The majority states: “In a hospital emergency room for acute treatment of a serious injury, and visibly frightened, John had every reason to answer the treating physician’s questions truthfully.” (Maj. opn., ante, at p. 993, italics added.) Perhaps. Perhaps not. As John acknowledged in his recorded statement to Deputy Mullin, he knew that there was a warrant for his arrest on an unrelated matter, and that he would be taken to juvenile hall. John also knew that Deputy Mullin had come to the hospital to investigate the circumstances of his injury, and it is reasonable to infer that John expected Dr. Russell to pass on to Deputy Mullin anything John would say about the cause of the injury. Thus, if John was the initial aggressor in his encounter with defendant, he might have had reason to give Dr. Russell an inaccurate account of the incident because of fear of prosecution if he told the truth. Moreover, John had reason to be angry at defendant because, by his own account, she had berated him and had tom his shirt before the injury occurred. His anger at his mother could have prompted him to falsely blame her for his injury. Furthermore, during pretrial discussions pertaining to the admissibility of John’s statements to Dr. Russell and Deputy Mullin, defense counsel commented that John had been diagnosed as schizophrenic. If so, John may have suffered from a delusion that caused him to inaccurately describe the manner in which he was injured. In short, because the defense had no chance to cross-examine John, the veracity of his statement to Dr. Russell cannot be ascertained.

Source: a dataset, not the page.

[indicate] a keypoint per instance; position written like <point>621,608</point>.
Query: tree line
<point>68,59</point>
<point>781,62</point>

It may well be that if the trial court had excluded John’s two separate statements to Deputy Mullin describing defendant’s assault on him, the jury would still have found defendant guilty. But the jury could also have acquitted defendant. Because John’s two erroneously admitted statements to Deputy Mullin were the most important evidence in the prosecution’s case against defendant, I cannot say “beyond a reasonable doubt” (Chapman v. California, supra, 386 U.S. at p. 24) that, had they been excluded, the jury
*998would nevertheless have convicted her. I would therefore reverse the judgment of the Court of Appeal.